Karussell: Keine Experimente in Österreich

Die von Korruptionsskandalen und politischem Stillstand genervten Wähler in Österreich haben den beiden großen Volksparteien einen Denkzettel verpasst. Die sozialdemokratische SPÖ und die konservative ÖVP verloren laut dem vorläufigen Endergebnis jeweils 2,2 Prozentpunkte. Beide Parteien fuhren damit ihr schlechtestes Ergebnis nach Ende des Zweiten Weltkriegs ein. Dennoch würden die gemeinsam errungenen knapp 51 Prozent der Stimmen für eine Regierungsmehrheit reichen. Im Nationalrat mit seinen 183 Sitzen hat die SPÖ 53 und die ÖVP 46 Mandate, das sind sieben mehr als die erforderlichen 92 Sitze.

SPÖ will Koalition fortsetzen

Die SPÖ, die mit 27,1 Prozent stimmenstärkste Partei wurde, betonte noch am Wahlabend, das Bündnis in den kommenden fünf Jahren fortsetzen zu wollen. Er werde sich um eine stabile Regierung bemühen und gehe davon aus, mit der ÖVP wie in der Vergangenheit auf "konstruktiver Ebene" sprechen zu können, sagte der sozialdemokratische Bundeskanzler Werner Faymann.

Österreichs Kanzler Faymann (Foto: rtr)
"Der erste Platz ist nicht selbstverständlich", freut sich SPÖ-Kanzler FaymannBild: Reuters

Die ÖVP, die auf 23,8 Prozent kam, ziert sich dagegen. Ihr Spitzenkandidat und Parteichef, Außenminister Michael Spindelegger (Artikelbild M.), schloss auch ein Bündnis mit der rechtspopulistischen FPÖ und der Partei des Unternehmers Frank Stronach oder den liberalen NEOS nicht aus. "Wie es weiter geht, werden wir erst sehen, wenn Verhandlungen stattfinden. Es ist alles möglich", sagte er. Andere führende ÖVP-Politiker plädierten dagegen für eine Neuauflage der Großen Koalition.

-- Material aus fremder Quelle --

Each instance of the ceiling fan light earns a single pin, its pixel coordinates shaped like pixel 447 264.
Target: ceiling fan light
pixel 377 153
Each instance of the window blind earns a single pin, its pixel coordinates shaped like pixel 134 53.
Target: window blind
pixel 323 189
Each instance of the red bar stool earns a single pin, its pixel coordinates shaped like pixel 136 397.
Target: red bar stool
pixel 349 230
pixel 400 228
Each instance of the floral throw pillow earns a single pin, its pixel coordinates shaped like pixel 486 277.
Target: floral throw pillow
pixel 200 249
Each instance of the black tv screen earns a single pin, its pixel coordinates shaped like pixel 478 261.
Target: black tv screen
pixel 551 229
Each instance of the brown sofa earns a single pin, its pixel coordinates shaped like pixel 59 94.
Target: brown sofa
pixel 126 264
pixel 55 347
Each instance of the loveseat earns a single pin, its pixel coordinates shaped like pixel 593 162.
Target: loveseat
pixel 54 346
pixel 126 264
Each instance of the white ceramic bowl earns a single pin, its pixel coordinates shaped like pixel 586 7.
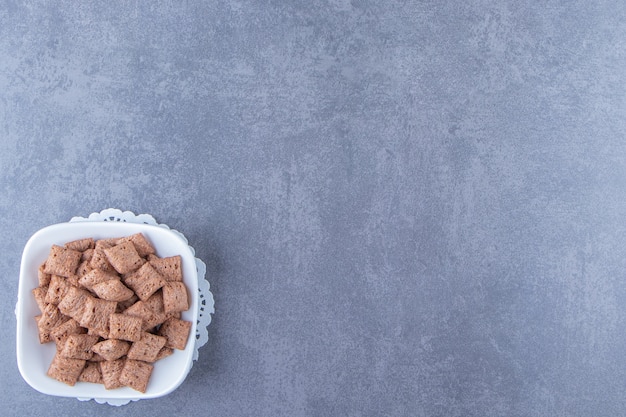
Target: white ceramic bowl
pixel 33 358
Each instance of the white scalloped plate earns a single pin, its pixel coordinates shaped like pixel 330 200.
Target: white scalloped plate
pixel 168 373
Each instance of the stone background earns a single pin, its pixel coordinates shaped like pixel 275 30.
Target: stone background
pixel 407 208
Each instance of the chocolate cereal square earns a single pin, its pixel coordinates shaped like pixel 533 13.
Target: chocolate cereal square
pixel 80 245
pixel 175 297
pixel 65 370
pixel 73 302
pixel 143 246
pixel 170 268
pixel 91 373
pixel 61 261
pixel 111 349
pixel 124 257
pixel 136 374
pixel 111 371
pixel 149 317
pixel 176 331
pixel 78 346
pixel 113 290
pixel 60 333
pixel 147 348
pixel 57 289
pixel 124 327
pixel 96 276
pixel 145 281
pixel 96 315
pixel 99 259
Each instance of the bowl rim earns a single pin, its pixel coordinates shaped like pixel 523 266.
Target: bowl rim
pixel 54 234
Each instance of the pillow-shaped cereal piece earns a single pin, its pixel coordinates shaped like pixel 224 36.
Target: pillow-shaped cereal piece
pixel 149 317
pixel 91 373
pixel 57 289
pixel 143 246
pixel 66 370
pixel 51 317
pixel 96 276
pixel 170 268
pixel 62 261
pixel 145 281
pixel 176 331
pixel 60 333
pixel 78 346
pixel 124 327
pixel 123 305
pixel 111 371
pixel 147 348
pixel 136 374
pixel 113 290
pixel 124 257
pixel 96 315
pixel 81 244
pixel 99 259
pixel 87 254
pixel 111 349
pixel 175 297
pixel 83 268
pixel 73 303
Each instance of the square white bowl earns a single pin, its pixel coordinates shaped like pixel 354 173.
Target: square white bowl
pixel 33 358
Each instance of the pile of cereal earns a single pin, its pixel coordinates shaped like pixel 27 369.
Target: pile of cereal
pixel 113 308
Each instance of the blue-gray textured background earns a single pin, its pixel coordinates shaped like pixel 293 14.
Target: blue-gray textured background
pixel 407 208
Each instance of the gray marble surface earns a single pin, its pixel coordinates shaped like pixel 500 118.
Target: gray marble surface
pixel 406 208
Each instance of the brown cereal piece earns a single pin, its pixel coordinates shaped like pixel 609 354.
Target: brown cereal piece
pixel 78 346
pixel 175 297
pixel 91 373
pixel 124 305
pixel 57 289
pixel 111 349
pixel 51 317
pixel 149 317
pixel 124 327
pixel 73 303
pixel 40 297
pixel 44 279
pixel 99 259
pixel 43 333
pixel 96 276
pixel 80 245
pixel 73 280
pixel 136 374
pixel 142 245
pixel 164 353
pixel 124 257
pixel 83 268
pixel 111 371
pixel 147 348
pixel 113 290
pixel 60 333
pixel 96 315
pixel 66 370
pixel 87 254
pixel 176 331
pixel 170 268
pixel 61 261
pixel 145 281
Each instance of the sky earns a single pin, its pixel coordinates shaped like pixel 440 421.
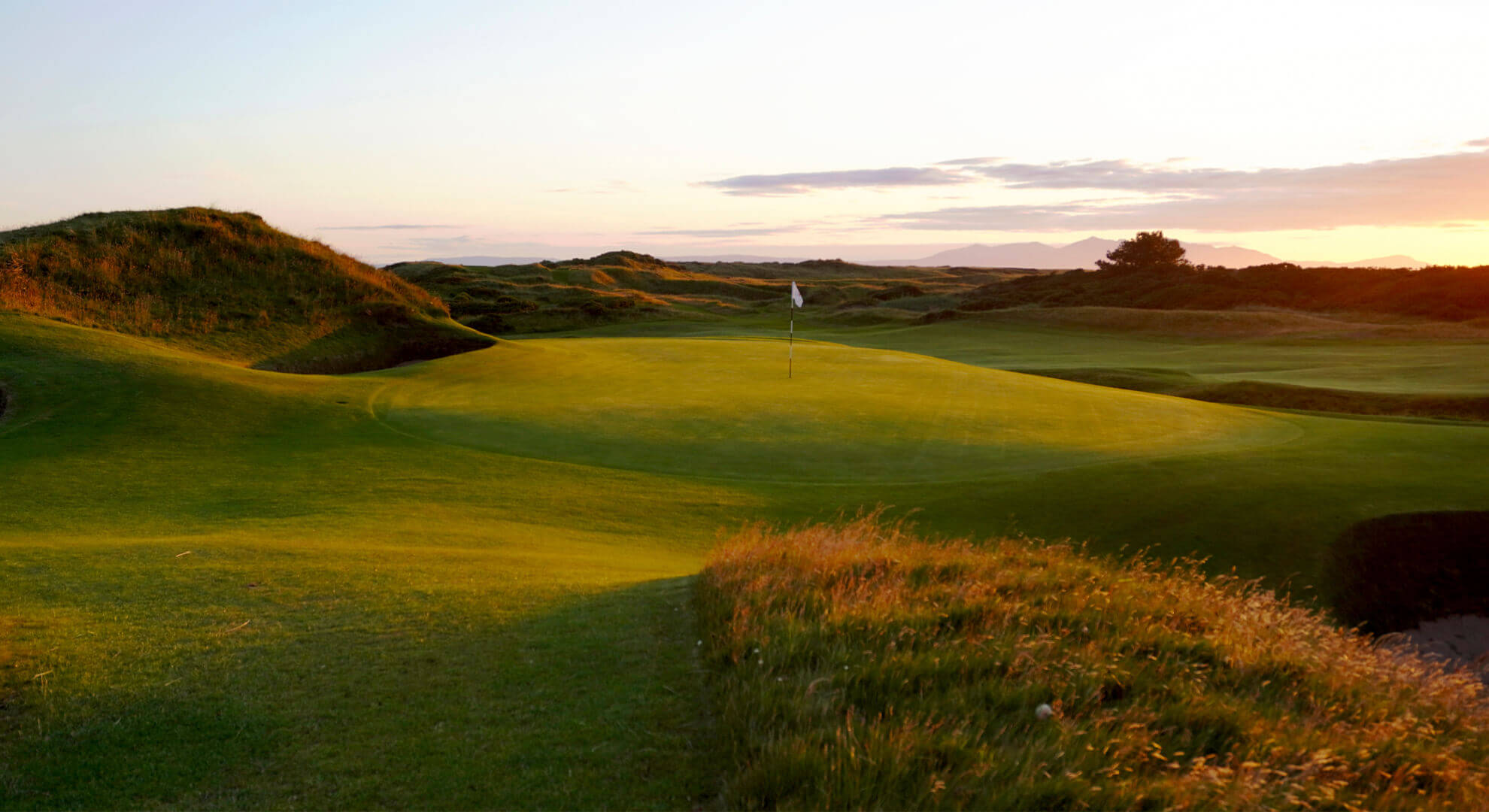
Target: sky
pixel 861 130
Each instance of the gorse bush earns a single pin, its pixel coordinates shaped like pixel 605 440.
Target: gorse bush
pixel 1393 572
pixel 860 666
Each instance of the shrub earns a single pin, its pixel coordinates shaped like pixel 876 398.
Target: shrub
pixel 1393 572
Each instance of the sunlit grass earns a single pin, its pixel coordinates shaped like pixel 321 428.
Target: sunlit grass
pixel 858 665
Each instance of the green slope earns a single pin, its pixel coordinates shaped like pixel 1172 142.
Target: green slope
pixel 228 285
pixel 468 567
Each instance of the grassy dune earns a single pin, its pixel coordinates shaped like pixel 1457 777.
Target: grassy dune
pixel 469 568
pixel 860 666
pixel 225 283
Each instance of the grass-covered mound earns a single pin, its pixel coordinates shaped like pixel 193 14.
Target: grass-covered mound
pixel 225 283
pixel 626 286
pixel 860 666
pixel 1437 292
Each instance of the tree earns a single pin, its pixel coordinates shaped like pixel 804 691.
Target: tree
pixel 1147 250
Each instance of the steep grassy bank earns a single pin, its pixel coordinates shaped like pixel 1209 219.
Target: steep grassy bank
pixel 860 666
pixel 225 283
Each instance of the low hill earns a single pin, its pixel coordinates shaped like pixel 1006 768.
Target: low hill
pixel 860 666
pixel 629 286
pixel 228 285
pixel 1436 292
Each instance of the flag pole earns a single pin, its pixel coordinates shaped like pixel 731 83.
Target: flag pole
pixel 791 338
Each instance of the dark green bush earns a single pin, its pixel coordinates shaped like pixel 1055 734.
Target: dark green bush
pixel 1393 572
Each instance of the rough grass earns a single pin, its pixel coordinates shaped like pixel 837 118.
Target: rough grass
pixel 621 288
pixel 225 283
pixel 860 666
pixel 1282 395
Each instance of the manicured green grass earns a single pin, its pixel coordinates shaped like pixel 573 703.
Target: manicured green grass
pixel 454 584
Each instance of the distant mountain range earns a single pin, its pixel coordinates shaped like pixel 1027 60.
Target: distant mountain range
pixel 1086 253
pixel 1007 255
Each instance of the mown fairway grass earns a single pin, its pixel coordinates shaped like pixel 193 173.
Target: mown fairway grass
pixel 456 583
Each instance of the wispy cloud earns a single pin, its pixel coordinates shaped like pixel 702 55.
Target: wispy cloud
pixel 803 182
pixel 1406 191
pixel 392 227
pixel 727 232
pixel 1422 191
pixel 437 244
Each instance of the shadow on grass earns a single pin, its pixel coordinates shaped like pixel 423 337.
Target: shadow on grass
pixel 593 704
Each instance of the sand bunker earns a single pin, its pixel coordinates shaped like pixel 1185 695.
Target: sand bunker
pixel 1457 641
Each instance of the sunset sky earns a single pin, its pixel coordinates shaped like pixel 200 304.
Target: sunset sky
pixel 863 130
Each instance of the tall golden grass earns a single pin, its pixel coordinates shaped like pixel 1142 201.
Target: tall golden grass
pixel 861 666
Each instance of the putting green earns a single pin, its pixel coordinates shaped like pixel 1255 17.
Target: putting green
pixel 228 587
pixel 726 408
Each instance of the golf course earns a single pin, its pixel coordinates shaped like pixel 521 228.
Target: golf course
pixel 468 581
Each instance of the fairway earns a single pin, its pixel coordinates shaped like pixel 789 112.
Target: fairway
pixel 231 587
pixel 726 408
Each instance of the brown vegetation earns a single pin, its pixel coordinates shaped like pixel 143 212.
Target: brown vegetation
pixel 858 666
pixel 226 283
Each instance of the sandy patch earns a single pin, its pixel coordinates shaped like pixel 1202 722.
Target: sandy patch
pixel 1457 641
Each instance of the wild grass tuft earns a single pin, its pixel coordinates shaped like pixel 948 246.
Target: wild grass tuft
pixel 861 666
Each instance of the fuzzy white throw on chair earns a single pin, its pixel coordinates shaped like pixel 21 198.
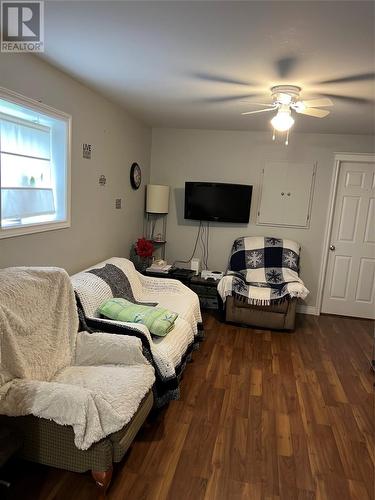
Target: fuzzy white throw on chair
pixel 92 382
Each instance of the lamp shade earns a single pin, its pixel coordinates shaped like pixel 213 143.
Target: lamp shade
pixel 157 199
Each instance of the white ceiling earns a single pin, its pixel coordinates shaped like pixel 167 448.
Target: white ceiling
pixel 171 62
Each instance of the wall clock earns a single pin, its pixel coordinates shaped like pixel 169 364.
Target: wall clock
pixel 135 176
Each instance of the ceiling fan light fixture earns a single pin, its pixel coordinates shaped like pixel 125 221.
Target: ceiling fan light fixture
pixel 283 120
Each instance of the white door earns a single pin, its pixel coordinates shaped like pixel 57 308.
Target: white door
pixel 349 285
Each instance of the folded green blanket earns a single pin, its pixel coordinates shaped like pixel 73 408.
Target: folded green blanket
pixel 158 320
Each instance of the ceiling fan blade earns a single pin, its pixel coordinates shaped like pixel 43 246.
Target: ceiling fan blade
pixel 351 78
pixel 317 113
pixel 220 79
pixel 317 103
pixel 257 111
pixel 226 98
pixel 346 98
pixel 285 66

Fast jeder vierte Österreicher wählte FPÖ

Feierstimmung herrscht bei der rechtspopulistischen FPÖ, für die fast jeder vierte Österreicher stimmte. Die Partei, die auf subtilere Art als beim letzten Mal ausländerfeindliche Parolen platzierte und mit europaskeptischen Sprüchen um Wähler warb, bekam 21,4 Prozent, ein Plus von 3,9 Prozentpunkten. Die Freiheitlichen, die im Parlament nun 42 Sitze haben, gelten als deutlicher Wahlsieger des Sonntags. Die Rechten sind aktuell wieder fast so stark, wie sie zuletzt Mitte der 1990er Jahre unter Jörg Haider waren. FPÖ-Spitzenkandidat Heinz-Christian Strache (Artikelbild r.), ein gelernter Zahntechniker, bot sich offen der ÖVP als Regierungspartner an und riet, die "Selbstfesselung" an die SPÖ zu beenden.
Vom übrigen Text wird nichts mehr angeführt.